Edzard Dideric – Korte geschiedenis (84) van Heuvelmeisje

Zeg me, commandeerde Els, waar zich het huis van Heuvelmeisje precies bevond.
Hallo zeg, op een heuvel natuurlijk.
Ja, maar op welke?
Op de enige heuvel die mijn geboortedorp telde.
En in dat huis, op die heuvel dus, woonde het meisje van je dromen?
Toevallig wel, zei Leo.
Hoe heette ze?
Geen idee. We noemden haar gewoon Heuvelmeisje.
Heuvelmeisje, klonk het peinzend. En dat volstond?
Ja. Ze hoorde immers bij het huis op de heuvel. In tegenstelling tot wij, die in goedkope rijtjeshuizen woonden.
Die niet op een heuvel waren gebouwd?
Ze bevonden zich in het lager gelegen deel van het dorp.
Heb jij, of een van je kameraden, ooit iets met dat meisje gehad?
In onze dromen hebben we die heuvel wel duizend keer beklommen. We voelden ons echter te jong voor haar, of waren er te verlegen voor.
Hoeveel scheelde ze dan met jullie?
Drie à vier jaar, schat ik.
Dat is bijna niks, Leo. Zoveel schelen wij ook.
Op die leeftijd ligt dat anders, Els.
Weet ik ook wel. Maar goed, het is er dus nooit van gekomen?
Laat me, voor ik de draad kwijtraak, eerst vertellen hoe het verderging.
Okay.
Naarmate de jaren verstreken groeide ze uit tot een echte vrouw.
Goh, toen gingen jullie haar heuvelvrouw noemen?
Nee, het bleef voor ons een meisje. Haar onbereikbaarheid was als een soort sluier, die de fantasie prikkelde.
Wat deed ze, vroeg Els, ik bedoel, volgde ze een studie, had ze een baan? Wat wisten jullie concreet van haar?
Bar weinig eerlijk gezegd.
Jullie konden toch met een of andere smoes bij haar aanbellen?
Oh maar dat zouden we ook absoluut gedaan hebben, als onze echtgenotes het niet ten strengste hadden verboden om ook maar in de buurt van de heuvel te komen.
Want die waren niet achterlijk en begrepen heel goed wat er speelde?

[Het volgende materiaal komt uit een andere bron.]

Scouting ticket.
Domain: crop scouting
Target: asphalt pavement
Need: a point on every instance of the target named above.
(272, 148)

Ik weet niet. We praatten er verder nooit met iemand over.
Einde verhaal?
Nee. Hoewel we niemand kenden die met haar omging, en ze zich zelden in het dorp vertoonde, bleven we in ons doel geloven.
En wat hield dat doel in?
Dat een van ons haar ooit zouden veroveren.
En de achterliggende reden?
We hadden haar vuriger lief dan al onze levenspartners bij elkaar.
Even een simpele vraag, Leo.
Kom maar op.
Wat als haar schoonheid inmiddels was vergaan?
Kan gebeuren.
Jee, wat een nuchtere reactie opeens.
We begonnen het onze wederhelften, stinkjaloerse krengen als het waren, te verwijten. En gedroegen ons daar soms ook naar.
Hoe moet ik me dat voorstellen?
Sommigen begonnen er andere liefjes op na te houden, anderen raakten verslaafd aan gokken, drank, drugs, noem maar op.
Allemaal omdat de heuvel ooit door jullie vrouwen tot verboden terrein was verklaard?
Daar kwam het in essentie wel op neer.
En toen?
De eens zo hechte club viel op den duur, door de echtscheidingen, gevangenisstraffen, afkickprogramma’s, volledig uit elkaar.
En Heuvelmeisje?
Hoewel we haar geen van allen werkelijk los konden laten, kwamen er allerlei meer alledaagse verlangens voor in de plaats. Al zette menigeen in zijn dromen nog wel eens een voet op de trap die naar het huis op de heuvel voerde.
Klinkt allemaal nogal onvolwassen, Leo.
Zal ik niet ontkennen, Els. Dat we het er onderling in feite nooit meer over hebben, spreekt wat dat betreft boekdelen.